EINDHOVEN - De rechtbank Oost-Brabant heeft een 47-jarige man uit Eindhoven veroordeeld tot een gevangenisstraf van zes jaar voor diverse drugsdelicten en witwassen van het criminele geld dat hij daarmee verdiende. Zijn 38-jarige partner krijgt een celstraf van negen maanden, waarvan zes maanden voorwaardelijk, voor haar aandeel in het witwassen.

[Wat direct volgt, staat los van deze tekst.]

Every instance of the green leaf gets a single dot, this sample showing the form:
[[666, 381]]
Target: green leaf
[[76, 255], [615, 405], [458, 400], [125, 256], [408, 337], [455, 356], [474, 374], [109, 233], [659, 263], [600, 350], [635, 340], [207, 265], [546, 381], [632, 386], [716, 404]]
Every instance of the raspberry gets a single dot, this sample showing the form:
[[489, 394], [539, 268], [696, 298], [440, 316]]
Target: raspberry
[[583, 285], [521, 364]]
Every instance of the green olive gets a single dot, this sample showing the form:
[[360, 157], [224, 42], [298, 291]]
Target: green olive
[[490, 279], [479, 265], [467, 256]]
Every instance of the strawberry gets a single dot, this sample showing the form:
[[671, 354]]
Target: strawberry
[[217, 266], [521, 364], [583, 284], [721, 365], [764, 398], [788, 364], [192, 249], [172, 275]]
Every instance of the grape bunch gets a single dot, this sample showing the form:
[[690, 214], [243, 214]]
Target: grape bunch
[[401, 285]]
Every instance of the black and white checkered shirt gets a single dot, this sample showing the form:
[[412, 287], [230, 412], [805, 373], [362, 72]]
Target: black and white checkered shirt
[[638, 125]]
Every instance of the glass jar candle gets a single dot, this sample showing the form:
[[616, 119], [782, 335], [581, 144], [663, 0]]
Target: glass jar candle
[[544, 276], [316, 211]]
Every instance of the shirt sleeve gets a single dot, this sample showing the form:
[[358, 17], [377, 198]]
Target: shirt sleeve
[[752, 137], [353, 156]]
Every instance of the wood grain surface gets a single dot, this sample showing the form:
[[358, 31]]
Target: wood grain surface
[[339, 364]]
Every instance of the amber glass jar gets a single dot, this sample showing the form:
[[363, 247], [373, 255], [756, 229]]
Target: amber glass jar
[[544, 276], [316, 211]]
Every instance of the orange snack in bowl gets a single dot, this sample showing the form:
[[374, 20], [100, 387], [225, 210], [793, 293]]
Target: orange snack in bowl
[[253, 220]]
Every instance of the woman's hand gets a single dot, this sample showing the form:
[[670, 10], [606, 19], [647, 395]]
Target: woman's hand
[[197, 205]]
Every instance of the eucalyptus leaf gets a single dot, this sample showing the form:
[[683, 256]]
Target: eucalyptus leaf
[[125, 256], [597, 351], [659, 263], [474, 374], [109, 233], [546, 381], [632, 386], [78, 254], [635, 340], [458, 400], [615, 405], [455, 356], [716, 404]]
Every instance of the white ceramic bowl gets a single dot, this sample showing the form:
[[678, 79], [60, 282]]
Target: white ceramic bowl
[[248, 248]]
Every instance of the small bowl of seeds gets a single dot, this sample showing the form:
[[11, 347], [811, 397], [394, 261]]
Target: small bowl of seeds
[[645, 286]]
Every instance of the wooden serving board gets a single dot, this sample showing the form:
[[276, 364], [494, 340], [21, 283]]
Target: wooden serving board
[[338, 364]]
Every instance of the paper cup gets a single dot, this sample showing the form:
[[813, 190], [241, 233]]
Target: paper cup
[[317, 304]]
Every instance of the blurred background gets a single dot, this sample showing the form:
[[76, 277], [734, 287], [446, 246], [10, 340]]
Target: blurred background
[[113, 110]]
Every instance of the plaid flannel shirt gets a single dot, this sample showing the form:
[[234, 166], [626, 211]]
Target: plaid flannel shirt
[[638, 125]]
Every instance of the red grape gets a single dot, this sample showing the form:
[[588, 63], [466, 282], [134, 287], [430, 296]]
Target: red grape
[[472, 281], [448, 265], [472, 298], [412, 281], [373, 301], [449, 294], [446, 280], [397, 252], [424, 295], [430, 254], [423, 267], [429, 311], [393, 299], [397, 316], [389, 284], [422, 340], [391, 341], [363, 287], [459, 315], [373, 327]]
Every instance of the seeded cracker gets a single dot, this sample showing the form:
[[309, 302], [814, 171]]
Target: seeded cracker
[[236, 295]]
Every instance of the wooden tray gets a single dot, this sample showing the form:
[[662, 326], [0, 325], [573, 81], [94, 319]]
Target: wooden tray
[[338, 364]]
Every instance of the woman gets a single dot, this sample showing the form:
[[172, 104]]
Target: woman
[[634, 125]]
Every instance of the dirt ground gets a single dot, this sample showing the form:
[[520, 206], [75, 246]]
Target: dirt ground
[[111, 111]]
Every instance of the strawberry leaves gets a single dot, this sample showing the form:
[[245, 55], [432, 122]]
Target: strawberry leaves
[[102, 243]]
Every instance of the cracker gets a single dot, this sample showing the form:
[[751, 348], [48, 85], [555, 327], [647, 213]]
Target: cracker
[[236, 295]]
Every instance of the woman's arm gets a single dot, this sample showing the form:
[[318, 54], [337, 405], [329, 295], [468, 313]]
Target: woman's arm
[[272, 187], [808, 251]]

De man hield zich in 2020 meteen na een detentie weer bezig met de handel in en de invoer van blokken cocaïne vanuit het buitenland naar de Rotterdamse haven. Ook was hij bezig met voorbereidingshandelingen van andere drugsdelicten. De rechtbank acht op basis van de berichten van zijn cryptotelefoons bewezen dat hij zich daar in elk geval mee bezighield tot en met 8 maart 2021.

Ook veroordeelt de rechtbank de man en zijn vrouw voor het witwassen van geld. Zij gaven veel meer uit dan op basis van hun inkomen verklaarbaar was. Tussen mei 2020 en januari 2024 besteedde de man veel geld samen met zijn vrouw, in die tijd raadslid van de gemeente Eindhoven, aan hun levensonderhoud, kosten van een verbouwing van hun woning, sieraden, vakanties en auto's. Zij was zich ervan bewust dat het om crimineel geld ging. De vrouw nam zelfs een actieve rol aan door op aangeven van haar partner geldbedragen te tellen, te verstoppen, klaar te leggen en mee te geven aan anderen.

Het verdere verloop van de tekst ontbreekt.